Byaku coçou a cabeça irritado. Seria uma dor de cabeça procurá-los na floresta. A mana de um elfo era fácil de rastrear, contudo navegar pelas árvores seria problemático e o almoço atrasaria ainda mais. Então não haveria como dizer quando poderia limpar, e o trabalho da tarde nunca terminaria. Claro, havia muitas outras maneiras de fazer isso, no entanto esse grau de flexibilidade era algo que Byaku ainda precisava desenvolver.

Pensando que pelo menos deixaria as crianças comerem, Byaku voltou-se para a casa. Mas ao passar pela vila, encontrou Graham na praça.

“Ah, é o vovô.”

“Você foi para a floresta?”

“Fui...” Graham olhou para Byaku se desculpando.

Isso só fez Byaku franzir a testa.

“O que eu disse-lhe?”

“Desculpe...”

Graham olhou em volta sem jeito. Byaku zombou e voltou a andar.
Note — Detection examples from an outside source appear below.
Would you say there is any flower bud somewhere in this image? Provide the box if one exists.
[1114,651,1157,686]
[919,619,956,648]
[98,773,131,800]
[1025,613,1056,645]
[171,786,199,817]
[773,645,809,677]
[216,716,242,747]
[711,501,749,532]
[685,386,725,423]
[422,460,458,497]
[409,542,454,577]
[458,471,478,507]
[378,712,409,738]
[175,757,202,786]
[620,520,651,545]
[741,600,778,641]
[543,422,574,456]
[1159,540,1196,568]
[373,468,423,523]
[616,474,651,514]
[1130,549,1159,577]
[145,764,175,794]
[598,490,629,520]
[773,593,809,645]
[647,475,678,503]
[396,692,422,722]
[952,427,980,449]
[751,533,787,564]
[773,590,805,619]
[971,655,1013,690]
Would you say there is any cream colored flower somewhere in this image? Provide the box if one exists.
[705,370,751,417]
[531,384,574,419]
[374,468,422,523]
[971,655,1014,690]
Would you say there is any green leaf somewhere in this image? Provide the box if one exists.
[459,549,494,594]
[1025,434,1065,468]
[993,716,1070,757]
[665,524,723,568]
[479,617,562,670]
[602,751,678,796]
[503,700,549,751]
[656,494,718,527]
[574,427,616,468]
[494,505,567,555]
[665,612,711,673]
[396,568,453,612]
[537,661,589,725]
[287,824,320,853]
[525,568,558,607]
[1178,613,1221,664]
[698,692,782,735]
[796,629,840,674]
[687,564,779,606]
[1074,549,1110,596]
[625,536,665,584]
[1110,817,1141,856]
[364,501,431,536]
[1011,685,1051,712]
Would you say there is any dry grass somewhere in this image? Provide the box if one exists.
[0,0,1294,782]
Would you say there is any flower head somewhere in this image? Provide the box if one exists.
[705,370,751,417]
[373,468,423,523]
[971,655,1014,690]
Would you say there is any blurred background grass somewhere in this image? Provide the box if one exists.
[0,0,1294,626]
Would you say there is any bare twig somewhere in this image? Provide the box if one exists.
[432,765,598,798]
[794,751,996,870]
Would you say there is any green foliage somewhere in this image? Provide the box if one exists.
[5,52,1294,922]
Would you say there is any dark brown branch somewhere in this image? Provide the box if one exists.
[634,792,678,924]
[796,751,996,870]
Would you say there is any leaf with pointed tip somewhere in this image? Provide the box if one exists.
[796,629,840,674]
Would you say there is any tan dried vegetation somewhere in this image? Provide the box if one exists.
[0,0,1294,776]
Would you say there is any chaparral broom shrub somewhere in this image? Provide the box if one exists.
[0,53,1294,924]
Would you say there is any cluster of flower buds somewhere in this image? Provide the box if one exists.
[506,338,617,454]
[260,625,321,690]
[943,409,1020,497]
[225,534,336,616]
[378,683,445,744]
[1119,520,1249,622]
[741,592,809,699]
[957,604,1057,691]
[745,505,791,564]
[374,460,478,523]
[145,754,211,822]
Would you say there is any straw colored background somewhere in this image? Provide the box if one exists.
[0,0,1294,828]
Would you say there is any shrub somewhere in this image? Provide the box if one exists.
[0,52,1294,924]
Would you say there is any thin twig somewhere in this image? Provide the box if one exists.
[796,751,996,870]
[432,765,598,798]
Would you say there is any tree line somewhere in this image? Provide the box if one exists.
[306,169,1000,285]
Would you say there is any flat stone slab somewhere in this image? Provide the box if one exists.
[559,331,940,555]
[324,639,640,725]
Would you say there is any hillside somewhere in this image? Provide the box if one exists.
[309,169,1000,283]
Correndo para acompanhá-lo, Charlotte puxou sua manga.

“Sabe, Byaku, o sol ainda está alto. Não precisa ficar com tanta raiva.”

“Isso mesmo, Bucky. Não intimide o vovô.”

“E nós não estávamos brincando. Estávamos ajudando.”

“Sim. Eu fiz uma xícara.”

Charlotte piscou, confusa.

“Você esculpiu? Hannah te ensinou?”

“Sim. E quanto a Char?”

“Mexi com um tear! Além disso, fiz alguma tecelagem. A Rita é muito boa.”

“Talvez eu devesse tentar também... Hannah parecia ocupada.”

“Não vejo porque não. Tenho certeza que todos vão te receber felizes. Agora que está resolvido, vamos nos apressar e comer.”

“Sim. Vamos.”

Os dois ultrapassaram Byaku e saíram correndo. Então, relembrando ao longo do caminho, eles pararam e se viraram.

“Byaku, Graham, rápido!”

“Não se atrasem.”

“Seus pequenos...” Byaku franziu ainda mais a testa. Mas sem lhe dar a menor atenção, os dois partiram. Byaku cruzou os braços.

“O que é tão engraçado?”

“Hehehe... Não é nada.” Graham raramente ria, porém algo o fez rir agora.

Cada um de vocês... Byaku suspirou. Vou preparar um almoço embalado amanhã para levarem. Isso me poupará problemas. Tenho certeza de que é isso que Belgrieve faria — e, de repente, Byaku se contorceu ao perceber o que acabara de passar por sua cabeça. Ele balançou sua cabeça. As folhas de todas as árvores brilhavam intensamente ao sol de verão.